Le veto des sionistes : refus d’Israël d’autoriser plusieurs équipes arabes…
On est en août 2013, la Palestine alerte la FIFA sur le veto qu’imposait le sioniste «refus d’Israël d’autoriser plusieurs équipes arabes, rattachées à la Fédération d’Asie de l’Ouest, de se rendre dans les territoires palestiniens occupés par l’Etat hébreu pour le compte du Championnat arabe des moins de 17 ans». Israël a finalement cédé, a indiqué un responsable jordanien. «Le président de la Fédération d’Asie de l’Ouest, le Prince Ali Bin al-Hussein et le vice-président de la Fifa sont intervenus avec l’UEFA pour régler la question», selon le secrétaire général du WAFF. On apprendra par la suite que ce problème n’est pas nouveau puisque déjà en 2010, après avoir rencontré Rajoub à Zurich, le président de la Fifa, Sepp Blatter – qui a financé pour plus d’un million de dollars (720.000 euros) deux stades à Ramallah – avait demandé «à la Fédération israélienne de football et au gouvernement israélien de faire tout ce qui est en leur pouvoir pour que les efforts de la Palestine en faveur du football puissent aboutir», apportait déjà Le Monde de l’époque.
2010 : Israël soupçonne l’UEFA de faire passer des explosifs à travers les ballons et filets de buts).
Selon France Info, «le Français Jérôme Champagne, ancien bras droit de Joseph Blatter à la Fifa, conseiller de l’Autorité palestinienne pour le développement du sport, en 2010», déclarait «les progrès réalisés depuis trois ans sont énormes. Il y a une Fédération qui fonctionne, un Championnat professionnel à douze équipes, une Ligue féminine et dix terrains aux normes internationales», rapporte L’Equipe.
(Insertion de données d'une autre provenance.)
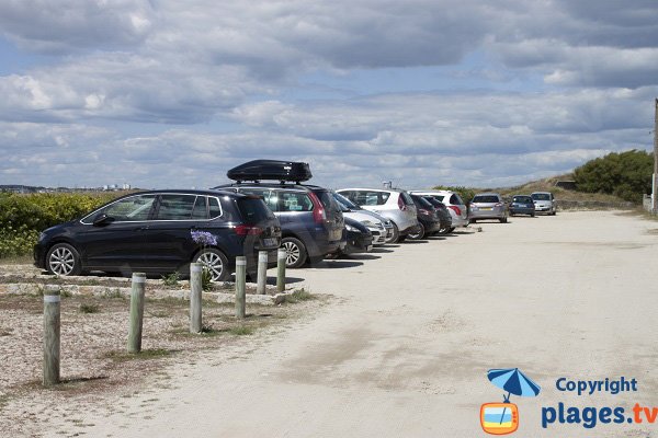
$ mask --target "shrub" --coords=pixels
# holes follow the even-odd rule
[[[574,171],[578,191],[605,193],[633,203],[642,203],[651,192],[654,155],[646,151],[612,152],[588,161]]]

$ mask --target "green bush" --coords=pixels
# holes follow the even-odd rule
[[[0,193],[0,258],[30,254],[41,231],[82,217],[116,196],[116,193]]]
[[[654,155],[646,151],[631,150],[609,153],[588,161],[574,171],[578,191],[605,193],[633,203],[651,192]]]
[[[476,193],[480,192],[477,188],[473,187],[464,187],[464,186],[445,186],[438,185],[434,187],[435,191],[451,191],[460,195],[464,204],[468,205],[470,199],[475,196]]]

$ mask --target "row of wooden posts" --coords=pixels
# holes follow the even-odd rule
[[[286,251],[280,249],[276,254],[276,290],[285,289]],[[257,293],[265,293],[268,278],[268,253],[260,251],[258,256]],[[190,264],[190,333],[201,333],[202,323],[202,274],[201,263]],[[236,318],[247,314],[246,306],[247,258],[236,257]],[[141,351],[141,328],[144,322],[144,297],[146,274],[134,273],[131,290],[131,319],[128,327],[127,351]],[[60,291],[58,287],[44,291],[44,380],[45,387],[57,384],[59,378],[60,345]]]

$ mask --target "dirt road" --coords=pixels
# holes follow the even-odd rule
[[[658,222],[614,212],[510,222],[292,272],[337,299],[253,351],[171,370],[175,389],[90,411],[87,427],[53,425],[52,436],[486,436],[480,405],[503,395],[487,370],[514,367],[542,387],[511,397],[518,436],[658,436],[646,420],[542,427],[542,410],[559,403],[587,418],[586,406],[627,417],[635,403],[658,406]],[[622,376],[637,391],[556,388]]]

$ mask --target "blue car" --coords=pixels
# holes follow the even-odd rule
[[[510,216],[527,215],[534,218],[535,207],[532,197],[527,195],[514,195],[510,203]]]

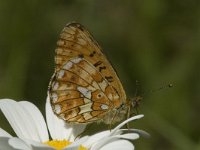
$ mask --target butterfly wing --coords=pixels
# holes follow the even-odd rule
[[[55,62],[49,95],[54,112],[64,120],[97,121],[125,103],[116,72],[82,25],[71,23],[63,29]]]

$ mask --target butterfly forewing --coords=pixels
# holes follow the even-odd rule
[[[55,62],[49,95],[54,112],[62,119],[75,123],[104,120],[126,103],[116,72],[82,25],[71,23],[63,29]]]

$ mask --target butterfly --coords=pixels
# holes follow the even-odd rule
[[[79,23],[67,24],[55,49],[48,94],[54,113],[68,123],[111,124],[129,115],[132,104],[112,65]]]

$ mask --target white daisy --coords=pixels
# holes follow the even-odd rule
[[[138,115],[112,131],[75,139],[85,125],[70,125],[59,119],[51,109],[49,98],[46,102],[47,123],[39,109],[28,101],[1,99],[0,109],[17,135],[13,137],[0,128],[0,150],[133,150],[134,145],[129,140],[139,138],[139,134],[148,135],[141,130],[121,129],[126,123],[143,117]]]

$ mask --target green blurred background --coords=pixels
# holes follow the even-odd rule
[[[148,94],[132,125],[151,138],[138,150],[200,150],[199,0],[0,0],[0,98],[44,113],[54,49],[68,22],[83,24],[117,70],[128,96]],[[13,134],[0,115],[0,127]]]

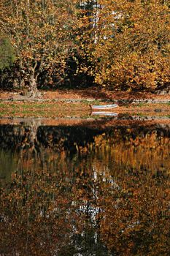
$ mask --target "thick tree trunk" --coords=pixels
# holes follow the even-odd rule
[[[37,89],[36,86],[36,80],[34,78],[34,75],[31,75],[30,76],[29,79],[29,97],[32,98],[35,98],[36,97],[40,97],[41,94],[39,93],[39,90]]]

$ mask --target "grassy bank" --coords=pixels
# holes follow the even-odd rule
[[[0,102],[0,116],[6,117],[45,117],[68,116],[88,116],[91,113],[90,104],[97,104],[97,101],[91,102]],[[104,104],[104,103],[102,103]],[[153,115],[170,116],[170,104],[129,104],[119,106],[110,111],[117,113],[128,113],[131,115]]]

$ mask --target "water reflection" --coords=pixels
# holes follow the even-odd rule
[[[0,141],[0,255],[170,254],[169,126],[31,122]]]

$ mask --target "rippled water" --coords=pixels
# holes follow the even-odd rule
[[[0,126],[0,255],[169,255],[170,126]]]

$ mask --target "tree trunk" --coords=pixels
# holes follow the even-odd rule
[[[32,98],[35,98],[36,97],[40,97],[41,94],[36,87],[36,81],[34,75],[30,76],[29,79],[29,89],[28,91],[30,92],[29,97]]]

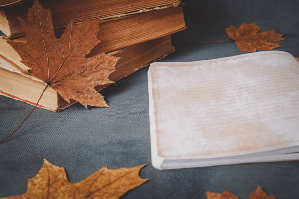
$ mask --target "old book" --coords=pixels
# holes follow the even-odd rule
[[[0,94],[35,105],[44,88],[45,83],[26,74],[29,68],[20,62],[21,58],[6,43],[6,40],[0,40]],[[21,41],[19,39],[18,41]],[[111,52],[121,58],[115,66],[116,71],[111,73],[109,78],[117,81],[161,59],[173,50],[171,36],[167,36]],[[108,85],[95,88],[99,91]],[[72,101],[69,104],[54,90],[48,88],[38,106],[59,111],[75,103]]]
[[[176,16],[179,15],[178,9],[175,11],[176,9],[167,9],[178,6],[180,3],[177,0],[47,0],[41,1],[41,3],[45,8],[49,8],[51,9],[54,32],[56,35],[62,33],[71,19],[76,23],[82,22],[86,18],[101,19],[101,23],[103,24],[102,29],[106,30],[106,33],[115,34],[117,33],[115,32],[118,32],[118,37],[124,34],[123,38],[128,36],[126,34],[128,32],[129,34],[132,33],[130,31],[132,27],[135,28],[134,30],[138,30],[138,31],[135,31],[133,34],[138,38],[139,33],[144,34],[147,33],[144,32],[144,26],[146,27],[146,30],[151,34],[157,30],[165,31],[170,28],[171,30],[169,30],[169,31],[173,31],[174,30],[171,28],[174,28],[179,24],[181,26],[178,29],[184,26],[181,26],[183,17],[182,18],[182,16],[180,16],[178,19]],[[0,30],[10,38],[23,36],[17,18],[25,19],[28,8],[31,7],[32,4],[32,2],[27,2],[12,7],[3,7],[2,10],[0,11]],[[165,9],[167,9],[167,11],[163,11]],[[182,14],[182,11],[180,13]],[[161,20],[160,23],[157,21],[157,18]],[[169,18],[174,19],[171,20]],[[180,21],[175,21],[176,20]],[[171,27],[168,24],[170,22],[171,24]],[[164,26],[161,27],[161,24]],[[177,27],[175,28],[178,29]],[[160,36],[160,35],[156,35],[156,38]],[[102,38],[102,35],[99,35],[98,37],[101,40],[106,40],[106,38]],[[112,36],[111,37],[113,38]]]
[[[89,56],[152,40],[186,27],[182,8],[179,6],[118,18],[100,24],[100,28],[97,37],[101,42],[91,51]]]
[[[299,62],[264,51],[148,72],[158,169],[299,160]]]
Mais cela ne suffit pas forcément. «Il y a deux ans, Michel Platini avait évoqué la possibilité de la remise en cause de la présence d’Israël au sein de l’UEFA, si les envois d’équipements sportifs que cette organisation avait fait en direction des Palestiniens étaient toujours bloqués à la frontière (comme toujours «pour des raisons de sécurité» : sans doute Israël soupçonnait l’UEFA de faire passer des explosifs à travers les ballons et filets de buts). Dès le lendemain, Israël avait levé les obstacles. Platini avait donc réussi à obtenir plus que Barack Obama», racontait cet été Pascal Boniface, le directeur de l’IRIS et fan de foot . Il s’exprimait alors que des militants pro-palestiniens dénonçaient la tenue en Israël du championnat d’Europe Espoirs et que certains joueurs (ou ex-joueur comme Cantona) avaient appelé au boycott de la compétition.

En résumé
Aujourd’hui, Oct /Nov 2023 ces mêmes sionistes continuent de tuer à ciel ouvert bébés, enfants, femmes , hommes, et à détruire toutes infrastructures culturelles et sportives . La Fifa indique qu’elle va reconstruire le Palestine Stadium De Gaza, a promis son Secrétaire général Jérôme Valcke mardi. «Nous pensons que reconstruire des infrastructures footballistiques qui ont été détruites fait partie de nos prérogatives», a déclaré Jérôme Valcke sur le site internet de la Fifa.